Once a struggling institution, the school transformed itself into a high-performance learning environment by changing its curriculum to include self-regulation and emotional literacy, crucial for its context, to directly impact behaviour and academic performance. The community-focused model is designed around employability and the local labour market to provide personalised learning pathways for vulnerable students. Students engage in community initiatives and projects to build self-esteem and a sense of belonging.
A project in collaboration with a local gym and boxing club allows students to participate in activities including boxing, self-defence, spin classes, and breakfast clubs, which tackle involvement in anti-social behaviour and promote self-esteem, wellbeing and a sense of belonging. Through these activities, students learn valuable lessons to help them navigate the unpredictability of school life, positively impacting their academic performance. Notably, student engagement has increased, particularly among disadvantaged and vulnerable students. Complementing this initiative, a self-regulation curriculum has been introduced to teach and model positive learning behaviours and interactions gained through the project, helping students build resilience, self-control and confidence.
Another key project is a student-led collaboration with local care homes that aims to reduce social isolation among the elderly whilst raising awareness of age-related issues. Involving children from a local primary school, this project centres on the school’s value of Unity and has provided an exceptional opportunity for leadership development, building organisational skills through teamwork.
The school maintains a long-standing partnership with Salcare, a local food bank, to support families affected by the cost-of-living crisis. Initiatives led by its prefect body help reduce the stigma of food insecurity while developing leadership within the school.
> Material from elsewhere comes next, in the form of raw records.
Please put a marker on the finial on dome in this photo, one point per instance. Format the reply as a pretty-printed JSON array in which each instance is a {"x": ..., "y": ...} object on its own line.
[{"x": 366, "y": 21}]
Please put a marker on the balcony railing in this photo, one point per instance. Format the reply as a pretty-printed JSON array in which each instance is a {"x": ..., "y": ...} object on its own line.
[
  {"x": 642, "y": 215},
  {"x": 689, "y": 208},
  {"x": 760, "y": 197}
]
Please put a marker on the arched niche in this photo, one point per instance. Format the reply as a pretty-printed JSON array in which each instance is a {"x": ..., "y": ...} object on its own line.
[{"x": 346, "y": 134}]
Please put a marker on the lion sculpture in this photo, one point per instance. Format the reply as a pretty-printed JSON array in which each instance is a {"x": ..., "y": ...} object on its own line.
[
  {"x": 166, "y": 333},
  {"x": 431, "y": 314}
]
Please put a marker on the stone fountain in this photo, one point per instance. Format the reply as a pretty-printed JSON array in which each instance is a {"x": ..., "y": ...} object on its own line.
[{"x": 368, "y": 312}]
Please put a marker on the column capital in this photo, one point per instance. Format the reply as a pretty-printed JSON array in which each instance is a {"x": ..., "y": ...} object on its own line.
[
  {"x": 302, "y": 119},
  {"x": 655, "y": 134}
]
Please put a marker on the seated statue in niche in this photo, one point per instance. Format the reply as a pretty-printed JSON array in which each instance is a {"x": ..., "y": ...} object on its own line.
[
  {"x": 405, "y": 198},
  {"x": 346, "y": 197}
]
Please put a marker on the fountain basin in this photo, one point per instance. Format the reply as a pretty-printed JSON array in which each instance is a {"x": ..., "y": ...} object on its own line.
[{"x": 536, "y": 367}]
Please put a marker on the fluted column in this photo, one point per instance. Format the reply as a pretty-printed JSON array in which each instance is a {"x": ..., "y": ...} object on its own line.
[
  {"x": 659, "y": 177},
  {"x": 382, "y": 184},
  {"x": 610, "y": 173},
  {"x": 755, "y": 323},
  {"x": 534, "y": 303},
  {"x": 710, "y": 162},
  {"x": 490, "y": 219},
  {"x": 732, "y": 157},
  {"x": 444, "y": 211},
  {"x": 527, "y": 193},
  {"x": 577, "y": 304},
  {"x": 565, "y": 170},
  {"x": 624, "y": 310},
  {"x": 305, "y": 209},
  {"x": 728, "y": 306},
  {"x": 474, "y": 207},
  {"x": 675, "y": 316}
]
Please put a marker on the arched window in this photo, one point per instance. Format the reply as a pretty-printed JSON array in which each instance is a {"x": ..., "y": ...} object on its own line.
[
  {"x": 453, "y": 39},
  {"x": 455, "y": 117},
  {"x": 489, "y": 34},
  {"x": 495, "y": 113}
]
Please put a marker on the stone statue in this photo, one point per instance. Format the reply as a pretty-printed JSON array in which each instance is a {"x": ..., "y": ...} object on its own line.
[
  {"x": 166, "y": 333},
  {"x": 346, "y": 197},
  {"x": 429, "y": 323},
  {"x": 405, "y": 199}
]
More than 500 students have engaged with these initiatives, contributing to an increase in attendance that now sits above the national average. It has acquired over £30,000 in funding from the community to enhance facilities at the local gym and sponsor a study classroom for students with turbulent home environments, giving them a safe space to study and work. The wellbeing team currently provides support to 76 families. The school actively engages with the local labour market through career-related trips and employer partnerships, and has expanded its wellbeing and family support to equip students with coping strategies to overcome challenges they may face as young adults. This support also includes workshops for parents offering practical guidance across various areas, including mental health and emotional regulation. The culture of respect, recognition and support has led to a 0% staff turnover.